Aucun corps ne peut vivre sans énergie ! Mais, on peut, quand même, résister avec une bonne maîtrise d’énergie, dans un environnement mieux adapté aux aléas climatiques. A moins que l’on soit dans les normes techniques et respecte les bonnes pratiques d’efficacité énergétique : «Une expression architecturale harmonieuse, utilisation de matériaux locaux, un chantier à faible nuisance, la gestion de l’énergie favorisant le photovoltaïque et l’éclairage naturel, la gestion de l’eau et des déchets d’activités, la gestion technique centralisée», précise l’auditeur.

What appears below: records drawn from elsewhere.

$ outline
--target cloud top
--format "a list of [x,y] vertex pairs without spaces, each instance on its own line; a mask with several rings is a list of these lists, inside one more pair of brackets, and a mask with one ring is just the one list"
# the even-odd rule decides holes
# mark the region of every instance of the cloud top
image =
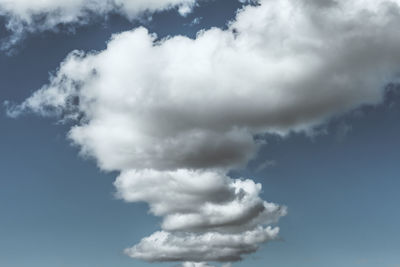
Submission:
[[27,33],[74,28],[94,18],[112,13],[129,20],[172,8],[185,16],[196,0],[0,0],[0,16],[6,19],[10,36],[2,40],[1,49],[12,48]]
[[255,135],[303,131],[381,101],[400,67],[399,1],[260,0],[226,30],[156,41],[144,28],[72,52],[21,105],[71,120],[68,137],[117,196],[147,202],[161,231],[125,252],[147,261],[237,261],[276,239],[286,208],[232,179]]

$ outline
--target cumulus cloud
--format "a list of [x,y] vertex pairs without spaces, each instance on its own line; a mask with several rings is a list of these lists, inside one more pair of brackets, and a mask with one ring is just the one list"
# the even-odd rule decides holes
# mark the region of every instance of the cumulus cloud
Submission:
[[74,27],[110,13],[133,20],[143,14],[178,8],[185,16],[195,3],[196,0],[0,0],[0,16],[6,18],[6,29],[11,32],[1,48],[9,49],[28,32],[56,30],[61,25]]
[[382,100],[400,67],[400,1],[260,0],[226,30],[156,41],[144,28],[104,51],[72,52],[10,116],[72,120],[68,137],[117,196],[143,201],[161,231],[126,250],[147,261],[237,261],[275,239],[285,207],[231,179],[262,143]]
[[238,234],[207,232],[204,234],[171,234],[156,232],[132,248],[125,250],[131,257],[150,262],[241,260],[241,255],[253,253],[258,245],[277,237],[278,228],[257,227]]

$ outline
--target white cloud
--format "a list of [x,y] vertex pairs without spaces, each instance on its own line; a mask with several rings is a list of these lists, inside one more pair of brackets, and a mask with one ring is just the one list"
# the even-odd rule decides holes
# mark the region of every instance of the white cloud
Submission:
[[275,239],[278,232],[278,228],[271,227],[257,227],[240,234],[161,231],[142,239],[138,245],[126,249],[125,253],[150,262],[232,262],[241,260],[242,255],[255,252],[259,244]]
[[[227,30],[161,41],[146,29],[71,53],[10,115],[80,118],[69,138],[117,195],[145,201],[162,231],[128,249],[148,261],[235,261],[273,239],[286,213],[226,174],[255,134],[302,131],[381,101],[400,68],[399,1],[262,0]],[[189,263],[188,263],[189,264]]]
[[191,12],[196,0],[0,0],[0,16],[6,17],[11,36],[3,40],[9,49],[28,32],[57,30],[60,25],[75,27],[94,17],[119,13],[133,20],[139,16],[178,8],[181,15]]

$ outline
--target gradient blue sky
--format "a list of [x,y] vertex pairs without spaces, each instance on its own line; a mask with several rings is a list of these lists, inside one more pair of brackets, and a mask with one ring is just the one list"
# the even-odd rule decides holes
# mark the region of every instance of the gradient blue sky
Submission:
[[[164,12],[145,25],[159,37],[193,37],[223,27],[239,6],[210,1],[186,18]],[[196,17],[200,24],[189,25]],[[73,34],[29,36],[14,55],[0,54],[0,102],[23,101],[71,50],[102,49],[112,33],[139,24],[112,16]],[[235,266],[400,266],[399,118],[400,96],[391,93],[382,105],[341,115],[313,137],[264,137],[258,157],[231,175],[262,183],[262,197],[289,213],[279,223],[282,240]],[[54,119],[0,113],[0,266],[173,266],[122,253],[159,229],[160,220],[145,204],[116,200],[116,173],[80,158],[67,130]],[[258,170],[265,161],[275,164]]]

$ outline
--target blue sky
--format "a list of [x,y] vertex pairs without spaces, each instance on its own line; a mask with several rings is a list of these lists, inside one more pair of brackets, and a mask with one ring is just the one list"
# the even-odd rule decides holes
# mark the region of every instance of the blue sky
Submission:
[[[72,50],[103,50],[112,34],[139,25],[160,39],[177,34],[194,38],[201,29],[226,29],[240,6],[236,1],[207,1],[186,17],[170,10],[147,22],[132,22],[113,14],[72,33],[28,33],[12,54],[0,54],[0,102],[21,103],[48,84],[49,73],[56,74]],[[199,24],[190,24],[195,18],[201,18]],[[3,27],[0,35],[7,34]],[[287,206],[288,214],[277,223],[278,240],[261,245],[234,266],[400,266],[396,92],[382,90],[385,100],[374,105],[343,108],[307,126],[308,133],[260,137],[266,144],[229,175],[261,183],[260,197]],[[0,266],[179,263],[147,263],[123,253],[158,231],[162,220],[146,203],[115,198],[119,170],[100,170],[96,159],[78,155],[80,145],[66,138],[73,122],[62,124],[29,112],[10,118],[6,108],[0,120]],[[269,164],[260,168],[264,162]]]

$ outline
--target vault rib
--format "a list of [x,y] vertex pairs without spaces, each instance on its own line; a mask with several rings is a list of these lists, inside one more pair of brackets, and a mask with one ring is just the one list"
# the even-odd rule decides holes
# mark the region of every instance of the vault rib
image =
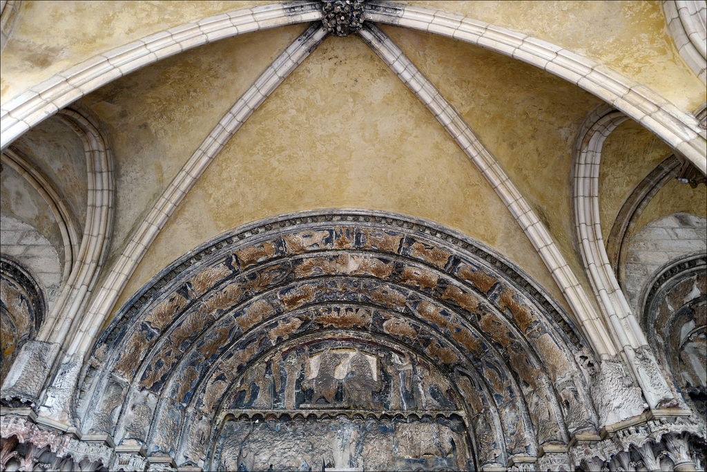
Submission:
[[88,352],[133,271],[184,196],[248,117],[327,35],[320,25],[308,28],[275,58],[216,123],[158,199],[111,268],[68,349],[69,355]]
[[496,158],[484,147],[434,84],[385,33],[377,26],[366,23],[358,35],[434,115],[496,190],[552,274],[595,352],[600,357],[615,355],[617,350],[609,332],[584,289],[547,229]]

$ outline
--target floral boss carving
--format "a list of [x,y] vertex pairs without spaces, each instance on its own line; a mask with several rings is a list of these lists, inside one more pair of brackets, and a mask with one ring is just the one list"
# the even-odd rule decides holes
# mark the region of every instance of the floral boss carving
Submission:
[[322,23],[334,36],[349,36],[363,23],[363,0],[325,0]]

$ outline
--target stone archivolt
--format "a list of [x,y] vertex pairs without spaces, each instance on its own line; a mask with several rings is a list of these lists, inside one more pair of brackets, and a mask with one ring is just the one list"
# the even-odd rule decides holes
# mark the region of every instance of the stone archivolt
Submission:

Selon lui, cette conception toute particulière a recours à l’utilisation des patios qui procurent un double bénéfice, faisant entrer plus de lumière de jour, tout en contribuant à maîtriser les températures. Un tel système de patios combiné avec de l’isolation permet, à ses dires, d’éviter le recours à des moyens mécaniques de chaud et du froid. Soit plus de lumière, moins de climatisation.

Sans doute, ce modèle d’hôpital durable est qualifié de fort encourageant, laissant prévoir des indicateurs de santé hauts en couleur et des services de soins de qualité. C’est-à-dire un milieu sanitaire d’où le patient et le médecin tirent le meilleur parti.